The Daily Mail today notes that more than 3m legal immigrants were allowed into the UK under new Labour, with the total swelled by a further 1m illegals. This, it observes, has been the biggest invasion for a thousand years, even though their election manifesto in 1997 vowed to control our borders. (Presumably it means proportionately the largest, because the population of the UK was only around 3m in total 1,000 years ago) Sir Andrew Green, the persistent, well-researched and erudite head of Migration Watch UK, says that a major factor in allowing the influx was the attitude of the BBC. He writes:
Another major factor was the attitude of the BBC and, in particular, its devotion to multiculturalism. For years it avoided discussing immigration if it possibly could.
Although in the autumn of 2005 official statistics for the previous year showed an increase of 50 per cent in net immigration, there was no mention of this on the BBC.
Its own report into impartiality, published in June 2007, concluded that its coverage of immigration amounted to bias by omission.
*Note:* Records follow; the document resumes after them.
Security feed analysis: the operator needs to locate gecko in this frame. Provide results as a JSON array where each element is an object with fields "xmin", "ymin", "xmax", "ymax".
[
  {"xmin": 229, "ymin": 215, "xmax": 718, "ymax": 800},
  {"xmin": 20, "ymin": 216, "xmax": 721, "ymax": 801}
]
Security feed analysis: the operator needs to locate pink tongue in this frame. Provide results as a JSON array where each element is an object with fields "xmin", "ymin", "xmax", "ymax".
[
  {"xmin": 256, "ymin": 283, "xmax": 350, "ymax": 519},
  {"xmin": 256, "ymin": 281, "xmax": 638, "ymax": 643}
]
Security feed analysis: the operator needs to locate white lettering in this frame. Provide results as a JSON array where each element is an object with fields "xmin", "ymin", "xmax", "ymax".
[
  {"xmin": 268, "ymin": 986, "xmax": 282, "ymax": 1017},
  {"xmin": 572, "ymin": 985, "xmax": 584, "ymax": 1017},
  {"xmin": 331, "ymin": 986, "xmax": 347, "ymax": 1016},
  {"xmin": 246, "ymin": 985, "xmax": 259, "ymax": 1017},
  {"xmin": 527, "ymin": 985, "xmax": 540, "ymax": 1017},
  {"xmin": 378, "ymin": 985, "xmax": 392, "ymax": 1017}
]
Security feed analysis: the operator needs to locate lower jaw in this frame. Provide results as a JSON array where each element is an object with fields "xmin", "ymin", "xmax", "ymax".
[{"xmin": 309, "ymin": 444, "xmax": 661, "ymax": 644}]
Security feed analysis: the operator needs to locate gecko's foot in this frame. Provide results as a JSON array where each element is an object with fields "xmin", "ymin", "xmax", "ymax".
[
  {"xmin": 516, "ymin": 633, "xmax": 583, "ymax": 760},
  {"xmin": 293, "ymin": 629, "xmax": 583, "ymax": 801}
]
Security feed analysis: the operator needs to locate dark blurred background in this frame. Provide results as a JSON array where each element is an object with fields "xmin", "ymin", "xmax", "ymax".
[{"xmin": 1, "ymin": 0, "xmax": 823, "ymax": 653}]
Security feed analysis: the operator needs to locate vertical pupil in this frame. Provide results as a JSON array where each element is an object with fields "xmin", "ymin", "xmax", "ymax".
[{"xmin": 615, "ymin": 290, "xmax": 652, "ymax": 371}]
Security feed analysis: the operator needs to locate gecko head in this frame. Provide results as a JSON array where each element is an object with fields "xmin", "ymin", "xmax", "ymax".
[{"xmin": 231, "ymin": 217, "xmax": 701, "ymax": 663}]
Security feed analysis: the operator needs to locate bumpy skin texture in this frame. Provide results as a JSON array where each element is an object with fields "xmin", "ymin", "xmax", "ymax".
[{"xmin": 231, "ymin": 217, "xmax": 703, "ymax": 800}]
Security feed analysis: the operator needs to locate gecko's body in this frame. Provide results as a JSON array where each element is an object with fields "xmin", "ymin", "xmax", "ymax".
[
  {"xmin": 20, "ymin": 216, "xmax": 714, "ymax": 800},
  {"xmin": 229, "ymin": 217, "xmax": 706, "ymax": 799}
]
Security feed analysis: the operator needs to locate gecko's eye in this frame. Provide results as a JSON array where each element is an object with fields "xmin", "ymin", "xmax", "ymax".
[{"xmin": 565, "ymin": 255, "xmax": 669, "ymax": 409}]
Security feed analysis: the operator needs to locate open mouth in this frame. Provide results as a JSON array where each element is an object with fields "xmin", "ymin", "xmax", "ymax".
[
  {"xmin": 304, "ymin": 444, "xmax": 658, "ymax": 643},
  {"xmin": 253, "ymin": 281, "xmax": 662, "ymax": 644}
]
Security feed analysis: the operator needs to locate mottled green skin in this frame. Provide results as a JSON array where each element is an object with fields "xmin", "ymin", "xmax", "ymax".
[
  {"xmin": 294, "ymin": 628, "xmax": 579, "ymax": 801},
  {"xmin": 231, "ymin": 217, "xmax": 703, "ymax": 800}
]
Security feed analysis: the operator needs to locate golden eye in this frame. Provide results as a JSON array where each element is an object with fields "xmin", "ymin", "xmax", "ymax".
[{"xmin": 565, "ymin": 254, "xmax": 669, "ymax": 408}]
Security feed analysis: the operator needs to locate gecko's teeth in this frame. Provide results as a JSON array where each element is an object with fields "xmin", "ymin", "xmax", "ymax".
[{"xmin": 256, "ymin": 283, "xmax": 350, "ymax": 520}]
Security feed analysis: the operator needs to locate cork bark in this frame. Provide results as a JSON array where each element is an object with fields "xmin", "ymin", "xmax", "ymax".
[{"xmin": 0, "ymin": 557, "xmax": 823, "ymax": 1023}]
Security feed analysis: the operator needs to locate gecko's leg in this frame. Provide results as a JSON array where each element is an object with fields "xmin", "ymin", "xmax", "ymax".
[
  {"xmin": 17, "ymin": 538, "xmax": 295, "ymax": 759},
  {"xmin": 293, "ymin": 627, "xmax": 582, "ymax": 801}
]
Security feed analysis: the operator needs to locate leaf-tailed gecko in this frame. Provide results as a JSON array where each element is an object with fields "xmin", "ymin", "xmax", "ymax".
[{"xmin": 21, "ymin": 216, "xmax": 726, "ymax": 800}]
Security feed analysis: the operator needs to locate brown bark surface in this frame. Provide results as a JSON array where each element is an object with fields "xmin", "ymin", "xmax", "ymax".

Last December the corporation’s director-general admitted: ‘There are some areas, immigration, business and Europe, where the BBC has historically been rather weak and rather nervous about letting that entire debate happen.’ Indeed so.
The overall effect was to deter any serious discussion of immigration and to give plenty of space to the Left to accuse anyone who raised the subject of being a covert racist. On this matter the BBC failed to meet its own standards of objectivity.
Back in 2003/4, I did research into the BBC’s coverage of immigration, and it was blatantly clear that all those who opposed Labour’s policy were ignored, the only people interviewed about the topic were fervent multi-culturalists, and people like Sir Andrew Green were cast as bigoted xenophobes. As usual, what I submitted was ridiculed. Not much has changed, even though Mark Thompson has now admitted that there was a problem. The real issue is that no matter what it says, the corporation’s desire for what it sees as multi-culturalism is an integral part of its credo. I can hear their purring agreement with Labour’s verdict on the figures:
This is an unbalanced, misleading and highly political report. Migration levels increased initially because of the strength of the British economy over many years.